O advogado de Predtechensky, André Cordeiro Pereira, disse que seu cliente vai recorrer da decisão. Segundo ele, Predtechensky criou a Spectra, uma empresa offshore, com o único objetivo de comprar um imóvel na Flórida. Segundo ele, Neves teria usado a empresa sem que ele soubesse, por meio de falsificação de assinatura para cometer a fraude.

A defesa de Neves alegou que a CVM não teria competência para julgar o caso porque todos os atos foram praticados nos EUA e não envolvia valores mobiliários, mas notas estruturadas. A defesa de Leandro Ecker alegou no processo não haver provas de que autorizou ou anuiu com as operações fraudulentas e que ele não reconhece a autoria e a assinatura na documentação que amparava a compra e venda de ativos. De acordo com ele, houve adulteração de documentos que mostram que teria sido sócio da Atlântica. Além disso, sustentou que nunca foi empregado da Latam.

A defesa de André Barbieri Perpétuo alegou que o caso deveria estar prescrito pois o intervalo entre as operações investigadas e a instauração do processo foi de mais de cinco anos. Ele negou que tenha atuado nas operações ou agido em conluio com outros envolvidos. Segundo Barbieri, os valores que foram depositados nas contas de uma empresa sua no exterior decorreram de sua atuação na captação de novos clientes para a Latam e não tinham relação com as operações investigadas.

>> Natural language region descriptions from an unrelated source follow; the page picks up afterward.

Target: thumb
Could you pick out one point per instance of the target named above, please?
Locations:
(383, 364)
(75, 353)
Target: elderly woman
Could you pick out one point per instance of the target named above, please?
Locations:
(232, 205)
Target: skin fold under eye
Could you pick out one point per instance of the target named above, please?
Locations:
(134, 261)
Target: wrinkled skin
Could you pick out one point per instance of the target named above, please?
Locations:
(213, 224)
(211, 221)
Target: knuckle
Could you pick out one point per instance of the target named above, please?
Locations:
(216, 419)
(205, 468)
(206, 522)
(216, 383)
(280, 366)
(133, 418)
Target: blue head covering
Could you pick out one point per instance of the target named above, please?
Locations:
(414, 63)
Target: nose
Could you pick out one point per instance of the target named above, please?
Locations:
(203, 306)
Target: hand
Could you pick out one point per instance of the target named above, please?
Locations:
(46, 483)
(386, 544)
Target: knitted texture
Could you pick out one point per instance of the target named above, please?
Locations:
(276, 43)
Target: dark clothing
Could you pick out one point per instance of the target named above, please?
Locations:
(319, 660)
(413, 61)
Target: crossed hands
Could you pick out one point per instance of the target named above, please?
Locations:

A Securities and Exchange Comission (SEC), equivalente à CVM nos EUA, processou Neves por fraude e violação a diversos dispositivos da legislação do mercado de capitais americano. Ele foi inabilitado por três anos em 2014. A SEC também pediu à Justiça que fosse determinada a devolução dos valores recebidos de maneira fraudulenta, além de multa.

Fraudes em série

Esse foi o quarto caso julgado pela CVM com relação a irregularidades envolvendo o Postalis e o BNY Mellon. Em janeiro, o colegiado da CVM aplicou cerca de R$ 120 milhões em multas a empresas do grupo BNY Mellon e gestores por operações fraudulentas. Os operadores se aproveitaram de uma falha no sistema de informação da Caixa Econômica para negociar papéis de dívida pública com valores acima do preço de mercado. O Postalis foi um dos maiores compradores desses papéis. No julgamento, Predtechensk, a José Carlos Oliveira e a Adilson Florêncio da Costa, ex-diretor financeiro do Postalis, foram proibidos por 70 meses de atuar direta ou indiretamente em qualquer modalidade no mercado de valores mobiliários.

No ano passado, a CVM condenou o BNY Mellon a multa de R$ 7,2 milhões por irregularidades na compra de títulos de dívida para outro fundo exclusivo do Postalis. No processo, Oliveira foi proibido de atuar por três anos como diretor ou conselheiro de empresa aberta ou ligada ao mercado de capitais.

Em 2017, a autarquia condenou Fabrizio Dulcetti Neves, da Atlântica, a multa de R$ 111,4 milhões por operação fraudulenta ocorrida no mesmo fundo, o Brasil Sovereign II, tratado no julgamento desta terça-feira. O fundo, administrado pela BNY Mellon e gerido pela Atlântica, tinha em sua carteira duas notas lastreadas em títulos emitidos pelos governos do Brasil, da Argentina, da Venezuela e da estatal do petróleo venezuelana, a PDVSA, adquiridas de forma fraudulenta e resultaram em calote. A fraude causou prejuízo de US$ 79 milhões ao Postalis. A BNY Mellon não foi julgada nesse processo da CVM.

O caso veio a público em 2014, chegou a ser investigado pela CPI dos Fundos de Pensão no Congresso e gerou processos movidos na Justiça do Brasil e dos EUA pelo Postalis contra Nevez e contra a BNY Mellon, que administrava o fundo que foi alvo de fraude.

José Carlos Oliveira foi preso preventivamente na operação da PF Pausare, sobre fraudes no Postalis, e voltaria a ser preso nas operações Encilhamento e Abismo - essa última em outubro do ano passado. Por Rennan Setti, O Globo.